In a breather to tax assessees apprehensive about the burden of compliance under the Goods and Services Tax (GST) regime, the GST Council on Sunday decided to relax the deadline for filing of returns for the first two months following GST’s rollout.
“The official launch of the GST will take place on the midnight of June 30 and July 1 at a function which will be organised in Delhi,” Finance Minister Arun Jaitley said after the seventeenth GST Council meeting. There was no “luxury of time to defer the implementation” of GST, he said.
The formal transition to the indirect tax regime, billed as the biggest reform of its kind in independent India, is likely to take place in Parliament at midnight on June 30.
As per the revised timeline for filing returns, the GST Return-1 (GSTR-1), which reflects sale invoice details, can now be filed by September 5, instead of the earlier deadline of August 10. For August, the new deadline for GSTR-1 will be September 20, instead of September 10.
“To obviate any grievance or any lack of preparedness, a slight relaxation of time for the first two months, that is, returns for the months of July and August, was discussed, and from September, the strict adherence to the time will go on,” Jaitley said. “That means after relaxation, those who are not ready will have two and a half months to get ready.
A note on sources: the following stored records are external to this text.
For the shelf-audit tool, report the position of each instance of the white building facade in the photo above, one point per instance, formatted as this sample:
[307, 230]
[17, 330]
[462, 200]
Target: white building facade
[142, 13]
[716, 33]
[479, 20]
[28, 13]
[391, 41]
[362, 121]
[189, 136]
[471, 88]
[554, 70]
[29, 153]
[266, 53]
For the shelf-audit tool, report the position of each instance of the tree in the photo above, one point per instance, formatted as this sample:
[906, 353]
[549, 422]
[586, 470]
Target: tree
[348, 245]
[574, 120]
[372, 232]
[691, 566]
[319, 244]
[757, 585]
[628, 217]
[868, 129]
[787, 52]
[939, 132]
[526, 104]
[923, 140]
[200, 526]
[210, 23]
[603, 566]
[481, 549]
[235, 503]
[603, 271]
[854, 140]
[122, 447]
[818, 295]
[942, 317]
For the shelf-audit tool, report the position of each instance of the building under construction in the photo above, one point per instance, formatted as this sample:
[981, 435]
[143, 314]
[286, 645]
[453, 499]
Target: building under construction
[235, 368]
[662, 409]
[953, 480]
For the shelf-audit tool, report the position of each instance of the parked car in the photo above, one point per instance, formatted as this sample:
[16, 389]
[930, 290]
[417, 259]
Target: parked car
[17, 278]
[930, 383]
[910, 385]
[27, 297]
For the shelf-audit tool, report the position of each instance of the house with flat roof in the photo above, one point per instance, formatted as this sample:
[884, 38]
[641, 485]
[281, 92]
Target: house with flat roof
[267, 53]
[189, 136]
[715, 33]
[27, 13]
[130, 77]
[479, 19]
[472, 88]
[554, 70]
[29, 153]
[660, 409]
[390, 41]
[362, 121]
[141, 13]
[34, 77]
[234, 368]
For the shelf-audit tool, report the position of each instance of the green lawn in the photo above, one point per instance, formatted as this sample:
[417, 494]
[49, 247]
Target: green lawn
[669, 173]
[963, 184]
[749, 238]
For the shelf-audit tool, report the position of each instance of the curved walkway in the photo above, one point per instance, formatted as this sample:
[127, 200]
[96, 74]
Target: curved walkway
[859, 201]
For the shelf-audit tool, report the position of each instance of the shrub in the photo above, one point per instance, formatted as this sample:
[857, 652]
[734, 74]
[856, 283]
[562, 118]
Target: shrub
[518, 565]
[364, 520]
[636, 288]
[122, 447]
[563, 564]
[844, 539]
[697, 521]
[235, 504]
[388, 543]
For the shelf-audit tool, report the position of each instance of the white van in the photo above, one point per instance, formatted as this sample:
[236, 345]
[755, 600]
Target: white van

If somebody still says he is not ready then it is to his own detriment.”
The Council has decided to provide relief to hotels by raising the threshold tariff for the 28 per cent tax rate to Rs 7,500 from the Rs 5,000 proposed earlier. “After a lot of discussion (it was decided) that 28 per cent limit in hotels will start from Rs 7,500 which means that between Rs 2,500 and Rs 7500, the rate will be 18 per cent. It will be 28 per cent beyond Rs 7,500. Similarly, tax GST on restaurants in these hotels will be at par with other air conditioned restaurants which is 18 per cent,” Jaitley said.
The Council also fixed the GST rate for state-run lottery at 12 per cent of face value. State-authorised lotteries will be taxed at 28 per cent of face value, Jaitley said. As per official estimates, states currently collect about Rs 450 crore annually as lottery tax; the approximate turnover (face value) of the lottery trade is Rs 59,621 crore.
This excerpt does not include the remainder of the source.